UHD Police Department Blesses Family with Thanksgiving Feast

UHD Police

The holiday season is a time to gather with loved ones and celebrate the holidays. Our schedules become chock-full of travel plans, gift buying, meal planning, and endless to-do lists. The culmination of all this planning and prepping is the joy of sitting down with family and friends for a large, delicious meal.

But for some members of the Houston community, it's a struggle just to put food on the table. So, the compassionate officers from the University of Houston-Downtown Police Department (UHDPD) decided to give thanks for their blessings by blessing another family with the gift of a Thanksgiving feast.

"We didn't know who it would be, but we decided that we were going to feed someone," said Sgt. Trinity Delafance. "We went to Luby's and priced a full dinner—turkey, ham, and all the trimmings—for a large family, which was around $80, and we all split the cost."

The officers pooled funds and found a family in need with the help of KCOH-FM, a local radio station.

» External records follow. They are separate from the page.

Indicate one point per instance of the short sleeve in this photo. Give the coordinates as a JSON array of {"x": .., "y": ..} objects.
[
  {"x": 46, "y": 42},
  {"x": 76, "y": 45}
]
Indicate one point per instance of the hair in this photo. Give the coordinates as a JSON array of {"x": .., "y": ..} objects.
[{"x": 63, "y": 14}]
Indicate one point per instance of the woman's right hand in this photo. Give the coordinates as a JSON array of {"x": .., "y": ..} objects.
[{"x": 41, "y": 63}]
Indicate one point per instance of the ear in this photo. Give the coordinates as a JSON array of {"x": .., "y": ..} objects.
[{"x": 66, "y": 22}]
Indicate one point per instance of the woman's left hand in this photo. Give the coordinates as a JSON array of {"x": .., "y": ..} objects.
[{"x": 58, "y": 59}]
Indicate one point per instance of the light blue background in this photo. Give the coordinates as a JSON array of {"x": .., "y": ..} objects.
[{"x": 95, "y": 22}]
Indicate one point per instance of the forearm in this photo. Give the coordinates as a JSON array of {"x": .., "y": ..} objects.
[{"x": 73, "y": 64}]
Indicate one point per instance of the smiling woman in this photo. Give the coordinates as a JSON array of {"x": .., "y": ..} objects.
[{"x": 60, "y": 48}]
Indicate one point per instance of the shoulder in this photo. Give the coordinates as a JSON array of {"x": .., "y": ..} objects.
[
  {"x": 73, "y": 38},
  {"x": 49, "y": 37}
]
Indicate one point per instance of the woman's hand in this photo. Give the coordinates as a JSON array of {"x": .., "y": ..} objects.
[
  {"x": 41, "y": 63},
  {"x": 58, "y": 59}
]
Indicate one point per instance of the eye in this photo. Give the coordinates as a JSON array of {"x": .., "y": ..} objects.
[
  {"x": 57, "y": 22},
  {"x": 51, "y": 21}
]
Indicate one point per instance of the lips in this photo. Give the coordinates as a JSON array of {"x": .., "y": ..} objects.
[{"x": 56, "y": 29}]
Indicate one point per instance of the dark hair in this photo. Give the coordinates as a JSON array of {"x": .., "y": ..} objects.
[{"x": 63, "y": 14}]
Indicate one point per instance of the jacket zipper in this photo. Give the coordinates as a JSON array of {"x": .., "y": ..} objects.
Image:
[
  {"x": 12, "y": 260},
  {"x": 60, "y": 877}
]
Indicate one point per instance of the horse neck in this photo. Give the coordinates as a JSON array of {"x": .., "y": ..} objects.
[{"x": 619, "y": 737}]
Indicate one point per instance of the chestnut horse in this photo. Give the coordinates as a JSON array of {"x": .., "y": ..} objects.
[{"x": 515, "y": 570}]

The station found a family of seven. Marquita Sykes, a single mother and University of Houston student, is raising six children, two of them have autism.

"The officers that were present when we gave the family their food were very emotional," said Delafance. "The family was so appreciative. This is what it's about. We all get so distracted during the holidays, but if one person did this for just one other person, it would make such a difference."

The officers decided to make this a tradition with the hope that it becomes bigger and better each year. They've even issued challenges to other agencies to join them.

"It benefited the family, but I think it also benefited our department as a whole," said Delafance. "This was something that the department has never done before, and it gave the officers a chance to show the other side of policing; you only see one side in the news all the time."

KCOH Radio Host Jerri P. Beasley spoke poignantly about the officers' role in the community. "This is what happens when you have good leadership," said Beasley. "There's so much negativity and so many things have been said about law enforcement, and to have a leader such as yourself who's going to say that's not going to happen on my watch. My team and I are going to give. We are going to be a blessing."

"It wasn't about publicity," said Delafance. "It was about providing a family with a basic need. When I go home at night, I know there will be food on the table. Some people don't have that luxury."

UHDPD will continue to spread holiday cheer by donating toys for Christmas to underprivileged children at an elementary school in one of Houston's Northside neighborhoods.

"When we train new officers, we train them on the Northside," said UHDPD Investigator Raymond Jenkins. "We get gas at the Chevron near the school, and some of the officers grew up in this neighborhood, so we know the conditions. Some of these kids wouldn't get Christmas gifts without donations."